Ali berbaring di atas kasur kamar tidurnya dengan tangan kanan menjadi bantal kepalanya. Kelopak matanya terbuka. Menatap langit-langit ruangan itu dengan suasana hampa.
Pagi ini adalah hari ke dua puluh enam Nadira di rumah Ibunya. Sementara Ali menjalani kehidupan seperti biasa di rumah ini sendiri. Mungkin ia hanya pulang mandi, beribadah dan tidur di sofa ruang tamu. Jik a pun bosan, ia memberi makan ikan di kolam dan membersihkan beberapa bagian ruangan di rumahnya.
Saat ini Ali ingin berdamai dengan hatinya sendiri. Walaupun memang sangat sulit. Selama beberapa Minggu ini seakan-akan musuh terbesarnya adalah dirinya. Padahal setiap orang pasti mempunyai kesalahan. Begitupun juga dengannya. Jadi ia tetap bersyukur dan memperbaiki masalahnya pelan-pelan dengan keadaan yang tetap berjalan.
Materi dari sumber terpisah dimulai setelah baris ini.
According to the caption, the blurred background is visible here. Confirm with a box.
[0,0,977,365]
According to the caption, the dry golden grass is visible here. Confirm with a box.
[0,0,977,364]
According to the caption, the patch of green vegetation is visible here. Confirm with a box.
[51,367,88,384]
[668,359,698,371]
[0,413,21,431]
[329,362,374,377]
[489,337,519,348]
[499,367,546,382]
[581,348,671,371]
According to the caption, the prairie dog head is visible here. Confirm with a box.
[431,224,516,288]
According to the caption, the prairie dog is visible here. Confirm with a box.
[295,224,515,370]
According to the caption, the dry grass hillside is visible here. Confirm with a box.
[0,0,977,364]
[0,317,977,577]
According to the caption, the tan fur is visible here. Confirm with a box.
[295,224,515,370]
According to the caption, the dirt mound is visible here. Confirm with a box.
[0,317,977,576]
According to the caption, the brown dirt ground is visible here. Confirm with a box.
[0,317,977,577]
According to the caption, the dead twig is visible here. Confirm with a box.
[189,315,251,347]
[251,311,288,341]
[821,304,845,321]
Tentang Nadira. Ya. Ia akan tetap menunggu istrinya pulang. Tetapi ia tidak akan bisa memaksa wanita itu berkeputusan sama. Selama kurang dari satu bulan ini ia memang pergi ke rumah mertuanya hanya untuk memberi sesuatu sederhana tanpa bertemu Nadira. Baginya Nadira butuh waktu dan ia harus paham. Ali juga sudah memutuskan untuk ridho agar Nadira tetap menjadi wanitanya yang shalihah.
Drrrtt drrrtt
Getar ponsel di atas nakas membuatnya menoleh terkejut. Pikiran kosongnya segera berakhir saat itu juga.
Tangan Ali meraih benda itu dan melihat isi layar. Ternyata panggilan dari Kakaknya, Zoya.
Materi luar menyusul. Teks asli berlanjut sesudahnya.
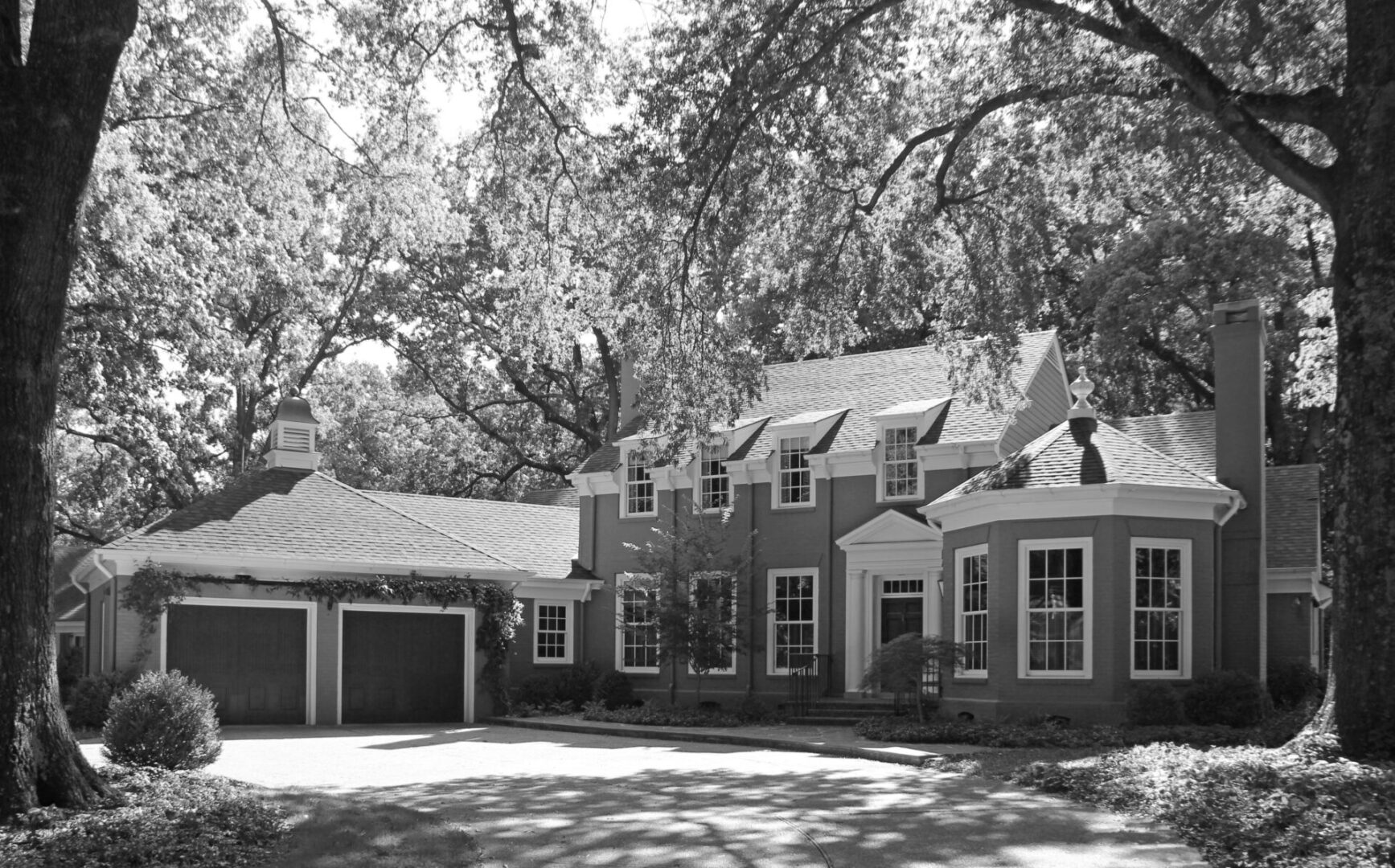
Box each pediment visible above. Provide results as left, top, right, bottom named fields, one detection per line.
left=837, top=510, right=942, bottom=550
"Halo, Li." Suara Zoya sudah terdengar.
"Iya. Kenapa, Kak?" Tanya Ali datar.
Hening. Zoya tidak segera berbicara. Ali yang masih tiduran di atas kasur meletakkan ponsel disana sambil menunggu Zoya bicara.
"Emm gimana, ya. Jadi gini. Bentar ini jam berapa, sih?"
Ali melirik jam di dinding ruangan.
"Jam delapan."
"Oh iya jam delapan. Ini kan hari Minggu, kamu nggak kerja, kan? Nah aku kan nanti ada urusan jam sembilan, bisa nggak kamu jagain Mama?"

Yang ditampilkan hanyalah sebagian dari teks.